We are all so plugged in. It’s with me in my every day. Constant reminders of just how connected I am. It’s the two island analogy. It’s the small circle, bigger circle, half circle. We are connected to source, to each other. WE ARE ONE.
I am fascinated by how for so many years in my life – and I’ve been around for a minute – I still don’t even pay attention so much of the time. I go through the motions of my life and feel like I am moving forward and accomplishing stuff. And I am. Without much of a thought as to just how clearly connected I am. I feel as though I’m not alone in merely going through the motions thing called life. Of course, this leads to missed opportunities. missed opportunities. Yet, I refuse to beat myself up and instead choose to grow, learn, and accept. I accept my truth that I am so plugged in, and it’s a huge blessing.

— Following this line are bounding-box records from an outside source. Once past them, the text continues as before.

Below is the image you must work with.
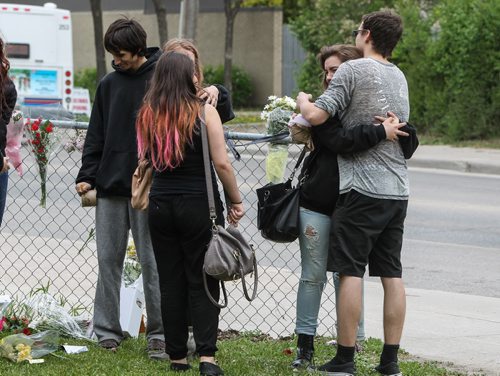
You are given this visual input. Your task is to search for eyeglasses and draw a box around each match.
[352,29,368,38]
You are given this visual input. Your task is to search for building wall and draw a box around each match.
[72,9,282,106]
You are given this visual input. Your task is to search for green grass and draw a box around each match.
[0,332,472,376]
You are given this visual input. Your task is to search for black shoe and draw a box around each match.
[200,362,224,376]
[375,362,403,376]
[292,334,314,371]
[316,359,356,376]
[170,363,193,372]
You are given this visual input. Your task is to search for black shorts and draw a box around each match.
[330,191,408,278]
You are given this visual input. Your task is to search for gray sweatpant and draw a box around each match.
[94,197,164,342]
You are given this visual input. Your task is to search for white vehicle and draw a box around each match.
[0,3,73,110]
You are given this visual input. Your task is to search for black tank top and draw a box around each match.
[150,120,219,197]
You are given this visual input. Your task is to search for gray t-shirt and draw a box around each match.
[315,58,410,200]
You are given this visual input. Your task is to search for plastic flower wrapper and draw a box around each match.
[122,242,142,287]
[288,114,314,151]
[23,106,73,208]
[0,330,59,363]
[23,293,88,340]
[5,111,24,176]
[266,108,293,183]
[64,129,87,153]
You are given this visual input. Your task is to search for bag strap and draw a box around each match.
[288,147,306,182]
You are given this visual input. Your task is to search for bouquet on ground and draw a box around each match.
[22,293,88,340]
[260,95,296,183]
[25,118,60,208]
[0,331,59,363]
[5,111,24,176]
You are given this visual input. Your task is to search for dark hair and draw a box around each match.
[362,11,403,58]
[136,52,201,171]
[104,17,147,56]
[317,44,363,89]
[0,38,10,112]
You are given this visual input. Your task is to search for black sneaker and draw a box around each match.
[375,362,403,376]
[316,359,356,376]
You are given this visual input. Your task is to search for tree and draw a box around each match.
[224,0,243,93]
[153,0,168,46]
[179,0,200,40]
[90,0,106,81]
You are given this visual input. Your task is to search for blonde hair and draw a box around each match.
[163,38,203,87]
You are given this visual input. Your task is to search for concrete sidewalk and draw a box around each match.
[408,145,500,175]
[365,282,500,376]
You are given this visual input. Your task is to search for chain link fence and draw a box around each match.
[0,121,336,337]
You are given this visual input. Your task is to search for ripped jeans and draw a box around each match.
[295,207,331,335]
[295,207,365,341]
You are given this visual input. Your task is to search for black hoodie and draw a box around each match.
[76,47,234,197]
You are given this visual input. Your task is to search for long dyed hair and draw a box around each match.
[136,52,201,171]
[163,38,203,88]
[0,38,10,113]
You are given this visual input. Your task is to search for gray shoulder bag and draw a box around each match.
[200,107,258,308]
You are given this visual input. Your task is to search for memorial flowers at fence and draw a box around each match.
[260,95,296,183]
[25,118,60,208]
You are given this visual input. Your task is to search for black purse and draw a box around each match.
[256,148,307,243]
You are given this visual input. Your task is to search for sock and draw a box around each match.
[334,345,355,364]
[380,344,399,365]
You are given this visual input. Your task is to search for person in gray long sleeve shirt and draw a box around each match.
[297,11,410,376]
[314,58,410,200]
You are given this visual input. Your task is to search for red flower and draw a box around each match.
[283,348,293,355]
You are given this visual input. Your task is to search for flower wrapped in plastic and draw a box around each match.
[288,114,314,151]
[25,118,60,208]
[23,293,88,339]
[5,111,24,176]
[64,129,87,153]
[122,242,142,287]
[0,330,59,363]
[261,95,296,183]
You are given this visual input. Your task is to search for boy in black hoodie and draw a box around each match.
[76,18,234,359]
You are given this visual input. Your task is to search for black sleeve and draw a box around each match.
[398,123,419,159]
[76,86,105,188]
[312,117,386,154]
[214,84,234,124]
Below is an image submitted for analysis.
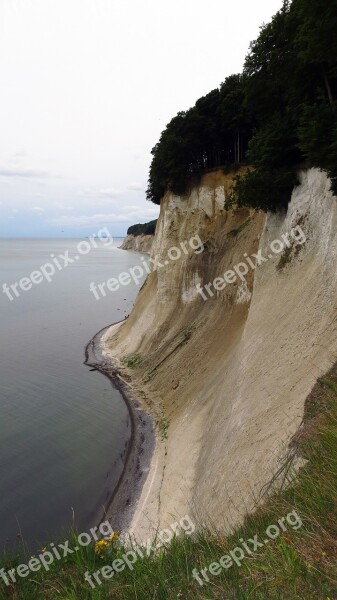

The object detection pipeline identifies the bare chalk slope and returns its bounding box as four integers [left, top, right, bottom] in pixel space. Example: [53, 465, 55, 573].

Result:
[106, 169, 337, 536]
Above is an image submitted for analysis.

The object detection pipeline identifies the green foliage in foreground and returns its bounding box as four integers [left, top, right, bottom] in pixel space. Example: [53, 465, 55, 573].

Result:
[0, 365, 337, 600]
[127, 219, 157, 236]
[147, 0, 337, 210]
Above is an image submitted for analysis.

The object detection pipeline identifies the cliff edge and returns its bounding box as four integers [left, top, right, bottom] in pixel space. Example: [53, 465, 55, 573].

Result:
[105, 169, 337, 537]
[119, 234, 154, 254]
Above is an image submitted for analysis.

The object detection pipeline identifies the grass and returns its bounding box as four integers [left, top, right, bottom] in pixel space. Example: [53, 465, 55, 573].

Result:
[0, 365, 337, 600]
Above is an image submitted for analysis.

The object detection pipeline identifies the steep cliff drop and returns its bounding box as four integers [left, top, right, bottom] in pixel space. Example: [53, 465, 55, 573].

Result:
[120, 235, 154, 254]
[105, 169, 337, 537]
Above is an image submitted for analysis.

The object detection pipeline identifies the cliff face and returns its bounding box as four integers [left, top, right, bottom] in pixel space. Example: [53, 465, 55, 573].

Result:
[120, 235, 154, 254]
[106, 169, 337, 535]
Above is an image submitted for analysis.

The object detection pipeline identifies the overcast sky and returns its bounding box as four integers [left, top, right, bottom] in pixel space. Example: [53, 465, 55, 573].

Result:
[0, 0, 282, 237]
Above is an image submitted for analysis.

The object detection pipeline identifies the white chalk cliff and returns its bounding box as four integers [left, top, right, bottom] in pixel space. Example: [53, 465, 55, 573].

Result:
[106, 169, 337, 535]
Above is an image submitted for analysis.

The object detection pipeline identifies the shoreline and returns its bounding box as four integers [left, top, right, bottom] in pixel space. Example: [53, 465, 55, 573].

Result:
[84, 319, 156, 534]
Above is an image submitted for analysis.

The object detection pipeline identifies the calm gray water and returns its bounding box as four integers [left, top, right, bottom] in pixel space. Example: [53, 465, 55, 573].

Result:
[0, 239, 147, 547]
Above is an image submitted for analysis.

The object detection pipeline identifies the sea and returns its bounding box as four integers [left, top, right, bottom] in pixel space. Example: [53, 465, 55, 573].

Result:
[0, 238, 145, 549]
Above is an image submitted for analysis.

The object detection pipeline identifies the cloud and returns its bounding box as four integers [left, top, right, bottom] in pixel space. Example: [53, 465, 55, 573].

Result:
[49, 206, 159, 227]
[77, 188, 123, 198]
[54, 202, 74, 210]
[126, 182, 144, 192]
[0, 166, 51, 179]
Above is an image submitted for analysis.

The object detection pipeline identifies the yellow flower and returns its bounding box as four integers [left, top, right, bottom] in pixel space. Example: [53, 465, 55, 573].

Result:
[108, 531, 119, 544]
[95, 540, 108, 554]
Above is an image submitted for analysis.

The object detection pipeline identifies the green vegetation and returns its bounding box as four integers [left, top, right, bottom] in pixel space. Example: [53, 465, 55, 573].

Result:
[147, 0, 337, 210]
[127, 219, 158, 236]
[0, 364, 337, 600]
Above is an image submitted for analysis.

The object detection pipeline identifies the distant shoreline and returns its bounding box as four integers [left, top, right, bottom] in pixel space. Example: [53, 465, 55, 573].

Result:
[84, 319, 155, 533]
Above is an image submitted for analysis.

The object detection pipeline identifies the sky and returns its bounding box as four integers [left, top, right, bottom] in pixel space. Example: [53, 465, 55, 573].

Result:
[0, 0, 282, 238]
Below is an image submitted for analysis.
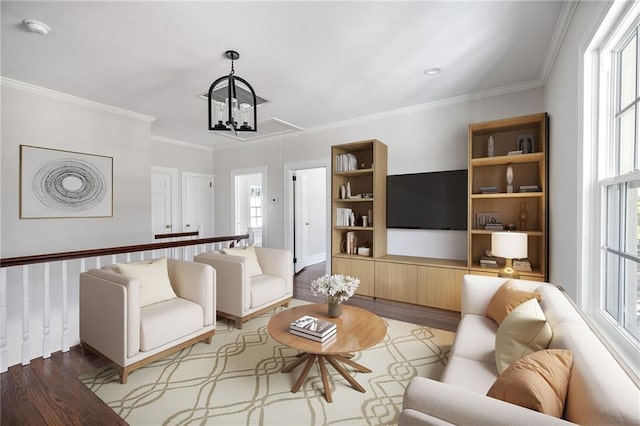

I am surrounded by reminders of the connections…thinking about you and then I see your text message.; missing my mom and noticing that white butterfly hovering by my garden; picking up my phone for no reason, setting it down, and having it buzz right then; walking through a parking lot and thinking about the perfect cup of coffee when I am literally asked to be treated to one with an unexpected invitation. So unexpected, and yet so very, very perfectly telling. Telling me, I am so plugged in.
My brain feeds me with a rapid fire barrage of ideas. My brain feeds me with thoughts, concepts, and the perfect starting point for all things in my life; money, relationships, and my hot body. I know that I know it’s my connection to source. I know that these thoughts that come at me with such commitment are from the superconscious realm. There is evidence in just about every day of my life that I am so plugged in. I am reminded when you tell me how you were just thinking about “that”, whatever the “that” is. EVIDENCE.
All I have is now. Now is my starting point. How cool is that!
I made a commitment recently to pay attention and, here it is folks…FOLLOW THE INSTRUCTIONS! Yes, follow the instructions that I am given through those inspirations, intuitions, and funny feelings I get at times. I get them while I’m washing the dishes sometimes, or taking a shower. They show up in a serious way when I’m meditating or doing screen of the mind. How they come to me isn’t the important part, except for noticing patterns maybe.
The important part is following the instructions. Frankly, sometimes I get in my own way. Thank goodness, I have gotten better about tapping into Rob’s voice from up at the Ranch; “stop thinking, stop thinking.” Yes, I am committed to not thinking and simply following the instructions that life gives me. Now, don’t get me wrong, at times I wonder why….. Like “this is just stupid…why do I have to go to the store for bananas? I don’t even like bananas. Why am I being told to paint, or to put my hands in dirt, or any of it?!?!?!” It doesn’t make any sense and it doesn’t matter. My sense is my brain, my logic, my cognitive rational capacity. These are jewels given to me. Ahh, hello, this is not from realistic thinking, it’s the plugged in part of our experience. So, I choose to follow my instructions because I am plugged in. How about you?